O silêncio que invade cada vez mais os nossos campos e o declínio das aves levaram a Sociedade Portuguesa para o Estudo das Aves (SPEA) a criar uma Rede de Santuários para Aves, a partir da adesão voluntária de proprietários de terrenos.
No Algarve há já três santuários e um deles é na freguesia de São Bartolomeu de Messines, na Fonte João Luís.
Em toda a Europa, estima-se que 64% das espécies de aves das zonas agrícolas estejam em declínio. Em Portugal, uma em cada quatro espécies de aves florestais está em declínio, o mesmo acontecendo às aves que dependem das zonas agrícolas. A andorinha-das-chaminés, por exemplo, diminuiu 40%, nos últimos 20 anos. Outras espécies, como o cuco, o mocho-galego, o peneireiro e até o pardal, também enfrentam declínios significativos.
Para a SPEA, “instrumentos como a Política Agrícola Comum da União Europeia não estão a conseguir proteger a biodiversidade e os pequenos agricultores”.
Assim, acrescenta a SPEA, “cabe-nos a nós agir” para trazer de volta a natureza perdida.
Nesse sentido, está a ser criada uma Rede de Santuários para Aves em todo o país. Nestes santuários, especialistas e proprietários de terrenos unem esforços para ajudar as aves e a biodiversidade, acreditando que melhorar as condições para as aves causará impactos positivos em todo o ecossistema.
“O objetivo da Rede de Santuários para Aves é criar uma malha de refúgios em todo o país, onde as aves que habitam as terras agrícolas e as florestas possam descansar, alimentar-se e reproduzir-se.”
Em cada santuário, os especialistas da SPEA irão identificar e monitorizar as espécies de aves existentes e analisar as características do local, trabalhando em conjunto com os proprietários para definir medidas que estes se comprometem a implementar.
Essas medidas podem passar, por exemplo, por criar charcos e pontos de água, substituir plantas invasoras por espécies autóctones, implementar parcelas de culturas para a fauna, ou instalar caixas-ninho.
Os especialistas da SPEA já iniciaram os trabalhos de campo, realizando contagens de aves diurnas e noturnas para estabelecer a situação de referência em cada santuário.

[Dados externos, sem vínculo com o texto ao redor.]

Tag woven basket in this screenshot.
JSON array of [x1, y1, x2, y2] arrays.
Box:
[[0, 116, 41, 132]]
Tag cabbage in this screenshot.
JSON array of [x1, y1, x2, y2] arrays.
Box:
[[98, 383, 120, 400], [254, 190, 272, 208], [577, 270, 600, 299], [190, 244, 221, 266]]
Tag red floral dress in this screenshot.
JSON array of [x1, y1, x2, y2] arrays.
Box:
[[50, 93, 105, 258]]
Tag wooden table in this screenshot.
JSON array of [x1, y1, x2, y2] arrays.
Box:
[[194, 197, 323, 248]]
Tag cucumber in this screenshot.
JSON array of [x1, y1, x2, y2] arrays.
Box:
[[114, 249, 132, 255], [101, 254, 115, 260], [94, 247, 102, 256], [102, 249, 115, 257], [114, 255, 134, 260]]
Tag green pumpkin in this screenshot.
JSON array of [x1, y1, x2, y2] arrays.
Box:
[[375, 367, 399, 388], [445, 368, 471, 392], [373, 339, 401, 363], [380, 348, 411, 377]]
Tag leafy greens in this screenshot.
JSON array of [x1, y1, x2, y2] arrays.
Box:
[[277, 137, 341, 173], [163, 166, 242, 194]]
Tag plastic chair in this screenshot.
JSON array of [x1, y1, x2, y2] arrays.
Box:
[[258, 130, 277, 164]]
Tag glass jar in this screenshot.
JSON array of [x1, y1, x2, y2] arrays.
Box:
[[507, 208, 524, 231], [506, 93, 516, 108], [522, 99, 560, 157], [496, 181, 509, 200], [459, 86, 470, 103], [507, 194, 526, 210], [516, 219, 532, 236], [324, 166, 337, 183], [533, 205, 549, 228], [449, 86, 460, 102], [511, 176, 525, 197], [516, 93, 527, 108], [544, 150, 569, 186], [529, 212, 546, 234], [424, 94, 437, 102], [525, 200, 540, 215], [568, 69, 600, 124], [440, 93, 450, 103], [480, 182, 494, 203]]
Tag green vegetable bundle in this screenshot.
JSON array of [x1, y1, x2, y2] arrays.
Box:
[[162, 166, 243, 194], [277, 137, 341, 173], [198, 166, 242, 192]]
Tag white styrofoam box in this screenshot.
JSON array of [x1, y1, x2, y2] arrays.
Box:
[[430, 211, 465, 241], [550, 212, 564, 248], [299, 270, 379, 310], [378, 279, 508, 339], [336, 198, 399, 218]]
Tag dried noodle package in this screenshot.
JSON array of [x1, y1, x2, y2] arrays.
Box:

No outono, serão realizadas novas contagens para monitorizar a chegada de aves migradoras e em 2026 as contagens serão repetidas para avaliar o impacto das medidas implementadas.
“Num contexto de declínio de grande número de espécies, incluindo muitas consideradas comuns, é indispensável envolver as pessoas diretamente na conservação da Natureza, e das aves em particular” diz Rui Borralho, diretor executivo da SPEA.
Onde podem ser criados os santuários
Os santuários podem ser criados em terrenos com pelo menos um hectare, cujos proprietários se comprometam a implementar medidas favoráveis às aves durante pelo menos cinco anos, de acordo com o plano de gestão definido em conjunto com a SPEA.
Qualquer pessoa pode candidatar-se a ter um santuário na sua propriedade que tem de reunir algumas condições: as propriedades deverão ter um uso do solo maioritariamente natural e/ou agro-florestal; dá-se preferência àquelas cujos proprietários estejam disponíveis para financiar as ações a realizar nos seus terrenos e aos que se situem dentro de áreas da Rede Natura 2000.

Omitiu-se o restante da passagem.